En fouillant une valise  dans laquelle un brocanteur bayonnais  dépose pêle-mêle vieux papiers et photographies, j'ai déniché cette lettre du 17 janvier 1917.
L'auteur de ce courrier , militaire dans la Somme ;Belloy-en-Santerre, Wiencourt ,écrit à son père, Armand  Taris ,domicilié à Sabres dans les Landes.
Page 1 de la lettre de Taris fils à son père _mon cher vieux_
Pages 2 et 3 de la lettre de Taris fils à son père
 ".... il a fait esquinter 150 hommes pendant toute une nuit polaire à approprier impeccablement un boyau pour le général Foch put passer sans éclabousser ses chaussures!"
Mon cher vieux, j'ai reçu hier au soir tes deux lettres du 13 et du 14.Tu ne t'en faisais pas, à l'instant précis où ton fils s'en faisait beaucoup,lui!

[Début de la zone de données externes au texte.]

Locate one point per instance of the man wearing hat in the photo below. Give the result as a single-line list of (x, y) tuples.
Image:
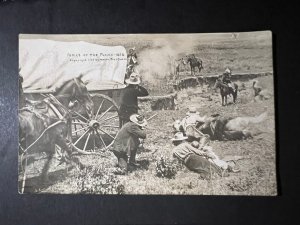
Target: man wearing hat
[(128, 140), (132, 57), (194, 159), (129, 97), (191, 124), (226, 78)]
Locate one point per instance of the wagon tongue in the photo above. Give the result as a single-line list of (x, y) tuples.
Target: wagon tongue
[(94, 124)]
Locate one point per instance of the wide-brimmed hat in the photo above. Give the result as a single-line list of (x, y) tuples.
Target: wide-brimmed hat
[(228, 71), (179, 137), (192, 110), (138, 119), (133, 79)]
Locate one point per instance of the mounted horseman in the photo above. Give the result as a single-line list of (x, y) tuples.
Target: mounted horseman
[(131, 62), (223, 82)]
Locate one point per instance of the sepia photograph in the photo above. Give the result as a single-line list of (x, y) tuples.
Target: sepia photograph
[(147, 114)]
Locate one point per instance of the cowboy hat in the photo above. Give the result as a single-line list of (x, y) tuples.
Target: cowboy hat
[(138, 119), (227, 70), (192, 110), (179, 137), (133, 79)]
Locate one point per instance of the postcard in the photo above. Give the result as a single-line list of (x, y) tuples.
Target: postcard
[(147, 114)]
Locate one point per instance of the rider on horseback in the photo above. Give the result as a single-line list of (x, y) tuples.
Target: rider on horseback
[(131, 61), (226, 78)]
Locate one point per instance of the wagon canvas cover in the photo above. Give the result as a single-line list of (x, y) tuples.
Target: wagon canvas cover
[(46, 64), (208, 101)]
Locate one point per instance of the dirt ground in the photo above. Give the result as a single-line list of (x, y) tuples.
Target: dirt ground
[(257, 175)]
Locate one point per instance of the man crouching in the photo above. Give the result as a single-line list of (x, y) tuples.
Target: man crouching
[(127, 141), (194, 159)]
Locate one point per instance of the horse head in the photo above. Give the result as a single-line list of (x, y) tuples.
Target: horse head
[(217, 83)]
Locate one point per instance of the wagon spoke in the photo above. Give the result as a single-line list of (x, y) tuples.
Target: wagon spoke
[(112, 117), (80, 129), (81, 137), (110, 126), (101, 139), (81, 116), (99, 108), (81, 123), (105, 112), (94, 141), (87, 140), (106, 133)]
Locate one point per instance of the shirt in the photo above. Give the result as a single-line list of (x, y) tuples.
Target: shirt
[(183, 150), (192, 119)]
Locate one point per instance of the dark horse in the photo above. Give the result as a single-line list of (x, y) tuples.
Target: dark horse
[(194, 62), (226, 90), (46, 123)]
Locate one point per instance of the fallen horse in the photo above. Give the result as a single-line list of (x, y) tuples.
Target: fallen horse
[(222, 128)]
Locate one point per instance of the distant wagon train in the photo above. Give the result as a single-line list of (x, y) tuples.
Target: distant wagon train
[(46, 66)]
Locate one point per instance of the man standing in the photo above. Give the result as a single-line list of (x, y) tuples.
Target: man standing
[(128, 140), (226, 78), (193, 158), (129, 98), (131, 62)]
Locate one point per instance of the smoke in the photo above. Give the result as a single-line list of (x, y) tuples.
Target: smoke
[(159, 61)]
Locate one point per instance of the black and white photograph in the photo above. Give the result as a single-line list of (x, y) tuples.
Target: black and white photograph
[(147, 114)]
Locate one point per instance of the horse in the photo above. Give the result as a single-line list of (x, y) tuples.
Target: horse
[(220, 128), (225, 90), (47, 123), (194, 62), (178, 64)]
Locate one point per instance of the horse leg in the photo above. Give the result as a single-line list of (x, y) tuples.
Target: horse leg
[(44, 175), (75, 162), (222, 98)]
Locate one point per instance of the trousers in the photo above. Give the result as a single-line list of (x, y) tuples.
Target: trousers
[(201, 165)]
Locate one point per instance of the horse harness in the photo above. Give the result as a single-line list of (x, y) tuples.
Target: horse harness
[(51, 101)]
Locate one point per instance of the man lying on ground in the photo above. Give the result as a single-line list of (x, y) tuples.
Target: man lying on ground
[(198, 160)]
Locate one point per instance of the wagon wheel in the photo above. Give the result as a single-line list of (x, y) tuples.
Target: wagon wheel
[(96, 134)]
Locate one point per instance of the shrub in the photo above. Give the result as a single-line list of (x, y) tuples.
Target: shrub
[(165, 168), (97, 181)]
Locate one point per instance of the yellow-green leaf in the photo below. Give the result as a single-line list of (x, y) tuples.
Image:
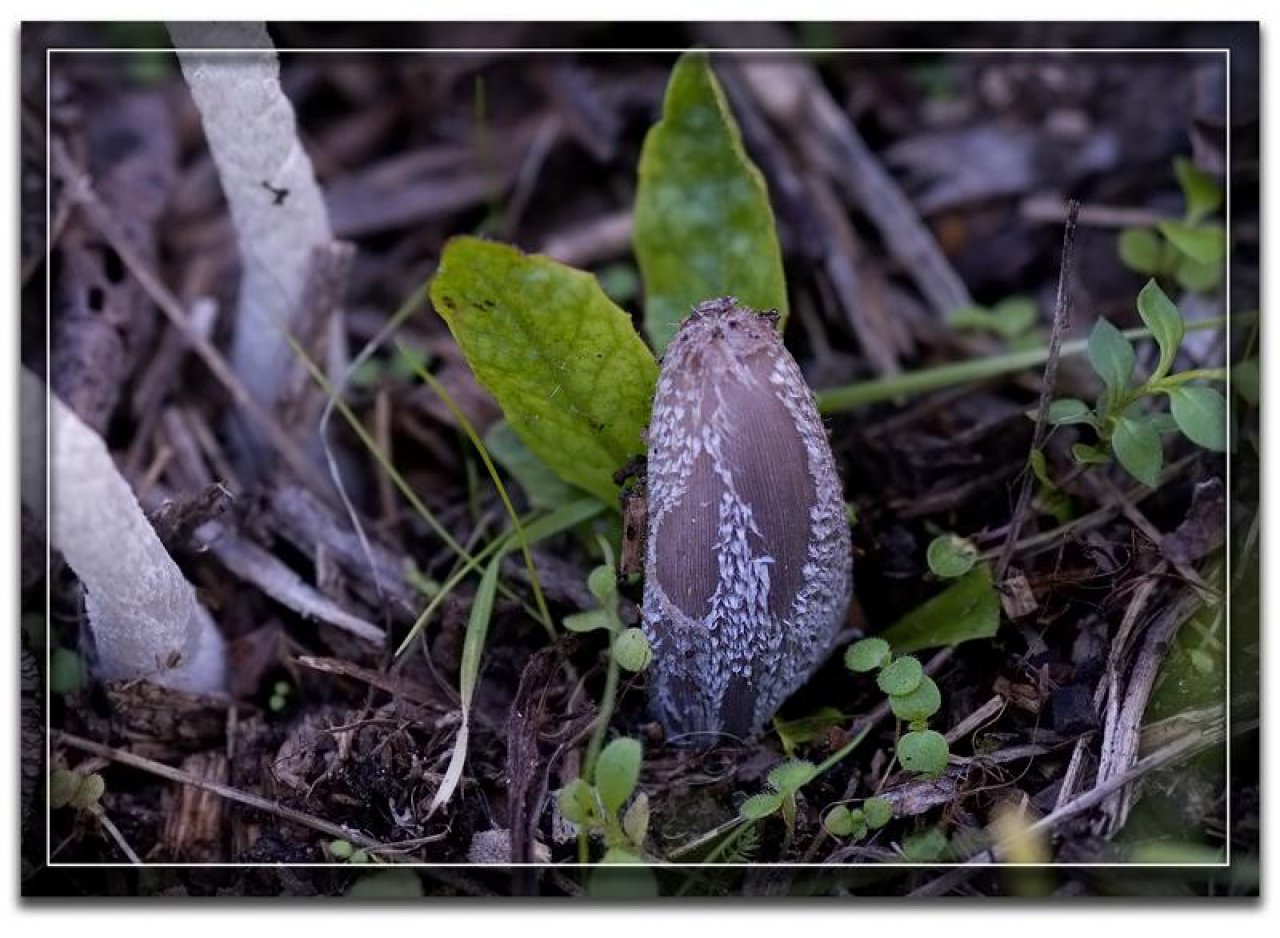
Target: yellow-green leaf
[(703, 223), (572, 376), (967, 609)]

Il n'était d'aucune fête ces jours-ci,pas même de _mot illisible_Nous avons été relevés hier au soir, après 7 jours de travaux d'une dureté extrême!Nous avons la boue,le froid,la pluie,les poux,les obus!Sans compter le travail inouï qu'on exige pour mettre le secteur en état.Il parait que MM.les anglais doivent venir nous relever à Pâques ou à la Trinité, alors il faut leur léguer un secteur impeccable!C'est pourquoi on fait rendre aux hommes le maximum de ce qu'ils peuvent donner !A ma pièce on a travaillé jusqu'à 20 heures par jour!Nous n'avions pas d'abri à l'épreuve des obus.Nous nous sommes mis de suite à en faire un, mais à moitié travail, il a plu au commandant de ne pas trouver cet ouvrage à son goût, et il nous a fait cesser!!Mais par contre il a fait esquinter 150 hommes pendant toute une nuit polaire à approprier impeccablement un boyau pour le général Foch put passer sans éclabousser ses chaussures!Trouves-tu pas avec moi que c'est  _mots illisibles_ sans protection car les projectiles par la fantaisie cruelle d'une vieille baderne idiote? Et qu'il faille s'échiner pour qu'une autre baderne plus haut placé encore ne risque pas de mouiller ses augustes pieds quand par un hasard inouï il vient un quart d'heure parmi nous ?Heureusement que le hasard, qui est intelligent parfois, nous a un peu vengés:comme le général Foch s'amenait dans le boyau escorté de notre colon,un obus boche leur est chié à proximité;notre colon a eu un œil arraché ,le visage q.q peu maquillé et sans doute le géné a dû avoir bien peur!Inutile de te dire que personne parmi les misérables ne plaint ces off supérieurs ou généraux quand ils écopent!Cela leur arrive si rarement ,et ils sont si heureux à la guerre,pendant que nous agonisons!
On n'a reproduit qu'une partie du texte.